Nigerian President Muhammadu Buhari will meet Chinese leader Xi Jinping this week to discuss restarting stalled rail projects in Africa’s biggest oil producer under new agreements that would see China provide the bulk of at least $20.3 billion in funding.

Buhari is scheduled to hold talks with Xi on the sidelines of the Dec. 4-5 Forum on China-Africa Cooperation in Johannesburg to follow up on previous discussions the two had over Nigeria’s dilapidated rail network, Garba Shehu, a Nigerian presidential spokesman, said in an e-mailed statement on Wednesday.

“Of particular interest is the coastal railway project stretching for 1,402 kilometers (871 miles) linking Lagos in the west with Calabar in the east; a project that is expected to be financed with a $12 billion Chinese loan and which will create about 200,000 jobs,” Shehu said. “Another rail project that will be up for renegotiation is the $8.3 billion Lagos-Kano standard gauge modernization project, of which only a segment, Kaduna-Abuja has reached completion stage.”
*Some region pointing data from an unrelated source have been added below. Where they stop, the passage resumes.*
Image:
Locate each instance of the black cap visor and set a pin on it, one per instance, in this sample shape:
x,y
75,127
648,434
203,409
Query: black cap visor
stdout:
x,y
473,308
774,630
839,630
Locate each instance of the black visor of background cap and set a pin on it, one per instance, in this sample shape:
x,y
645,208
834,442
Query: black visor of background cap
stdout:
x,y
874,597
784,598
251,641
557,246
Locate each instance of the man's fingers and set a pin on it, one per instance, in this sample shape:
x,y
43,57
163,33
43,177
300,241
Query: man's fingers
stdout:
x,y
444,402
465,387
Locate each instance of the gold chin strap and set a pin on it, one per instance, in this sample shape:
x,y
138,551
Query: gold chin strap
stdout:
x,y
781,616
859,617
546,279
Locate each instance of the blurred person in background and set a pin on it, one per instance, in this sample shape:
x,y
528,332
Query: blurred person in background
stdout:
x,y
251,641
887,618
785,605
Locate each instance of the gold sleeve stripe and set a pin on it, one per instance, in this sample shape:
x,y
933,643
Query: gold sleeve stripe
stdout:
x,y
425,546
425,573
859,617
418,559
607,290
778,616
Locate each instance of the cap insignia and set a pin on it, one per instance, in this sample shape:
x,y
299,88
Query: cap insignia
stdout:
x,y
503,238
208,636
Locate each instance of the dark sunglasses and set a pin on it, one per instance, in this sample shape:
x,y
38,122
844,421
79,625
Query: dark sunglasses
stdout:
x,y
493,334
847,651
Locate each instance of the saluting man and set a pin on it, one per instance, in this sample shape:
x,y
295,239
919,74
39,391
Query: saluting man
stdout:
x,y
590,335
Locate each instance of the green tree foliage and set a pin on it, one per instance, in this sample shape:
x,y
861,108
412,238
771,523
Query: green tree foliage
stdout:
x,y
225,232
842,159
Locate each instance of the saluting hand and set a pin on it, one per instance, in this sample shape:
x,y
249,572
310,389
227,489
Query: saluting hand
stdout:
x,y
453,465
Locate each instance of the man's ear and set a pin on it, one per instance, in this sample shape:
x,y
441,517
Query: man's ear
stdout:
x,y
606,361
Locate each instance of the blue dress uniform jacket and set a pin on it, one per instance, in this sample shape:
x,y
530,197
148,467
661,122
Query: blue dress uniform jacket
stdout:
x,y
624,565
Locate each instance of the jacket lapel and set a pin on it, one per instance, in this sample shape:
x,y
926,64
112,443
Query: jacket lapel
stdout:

Xi is currently embarking on a five-day trip to Africa at a time when the continent is suffering more than anywhere else from China’s slowing economic growth and the associated rout in the value of the region’s commodity exports. Trade between China and Africa slumped 18 percent in the first nine months of 2015 from a year earlier.

Nigeria’s finances have also been hit by last year’s plunge in oil prices, with economic growth set to slow to 3.9 percent this year from 6.3 percent in 2014, according to the median estimate of 10 economists surveyed by Bloomberg.